I have this chain of task signatures:
transaction.on_commit(lambda: chain(clean, group(chain(faces_1, faces_2), folder, hashes), change_state_task.si(document_id, 'ready')).delay())
where I expect the change_state_task
to wait for all the other tasks to complete before it starts. This did not work, in that the change_state_task
started before hashes
finished. All the tasks ran and completed successfully.
I then tried this chain:
transaction.on_commit(lambda: chain(clean, faces_1, faces_2, folder, hashes, change_state_task.si(document_id, 'ready')).delay())
where all the signatures are in a long chain. However, the change_state_task
is still starting before the hashes
task finishes.
I even tried using change_state_task.s(document_id, 'ready')

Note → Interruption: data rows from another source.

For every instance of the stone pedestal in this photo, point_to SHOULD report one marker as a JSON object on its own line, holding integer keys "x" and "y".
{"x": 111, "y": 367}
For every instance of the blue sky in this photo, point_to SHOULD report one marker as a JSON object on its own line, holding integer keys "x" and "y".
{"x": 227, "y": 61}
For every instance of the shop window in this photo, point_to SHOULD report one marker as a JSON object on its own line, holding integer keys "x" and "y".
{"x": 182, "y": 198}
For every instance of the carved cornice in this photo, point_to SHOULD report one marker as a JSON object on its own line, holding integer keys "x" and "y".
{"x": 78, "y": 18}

(replaced si with s), thinking that the change_state_task
could not start without the output of the hashes
task. But it still starts before hashes ends.
I then tried using task.s
versus task.si
for all the task signatures, and the change_state_task
still started before the hashes
task ended.
What am I missing?
Thanks!
Mark
PS Apologies for not being clear on my task signatures. I have a long Python method that figures out what tasks have to be run. It looks something like this:
@app.task(bind=True)
def noop(self, message):
# Task accepts a string and does nothing
logger.debug(message)
return True
def figure_out_which_tasks_to_fire(document_id):
clean = noop.si("replaces clean_document_image task")

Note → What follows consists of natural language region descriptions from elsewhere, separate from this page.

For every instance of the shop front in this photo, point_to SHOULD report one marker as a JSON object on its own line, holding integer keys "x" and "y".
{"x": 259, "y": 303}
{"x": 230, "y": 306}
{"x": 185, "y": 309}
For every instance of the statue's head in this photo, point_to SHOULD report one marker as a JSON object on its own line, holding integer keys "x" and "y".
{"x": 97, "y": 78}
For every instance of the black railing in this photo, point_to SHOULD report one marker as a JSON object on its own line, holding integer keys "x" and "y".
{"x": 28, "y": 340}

faces_1 = noop.si("replaces find_faces_task task")
faces_2 = noop.si("replaces recognize_face_task task")
folder = noop.si("replaces update_source_folder task")
hashes = noop.si("replaces compute_image_descriptor_task task")
if clean_needed:
clean = clean_document_image.s(document_id, key, value)
if faces_needed:
faces_1 = find_faces_task.s(document_id)
faces_2 = recognize_face_task.s(document_id)
if folder_needed:
folder = update_source_folder.s(document_id, file_name, source_folder)
if hashes_needed:
hashes = compute_image_descriptor_task.s(settings.DEFAULT_SIMILAR_IMAGE, document_id, hash_name)
# Finished figuring out what needs to be done, so do the tasks
# and then update the state of the document.
transaction.on_commit(lambda: chain(clean, faces_1, faces_2, folder, hashes, change_state_task.s(document_id, 'ready')).delay())
I need the transaction.on_commit
because all the tasks read and write the Django app's backend mysql database.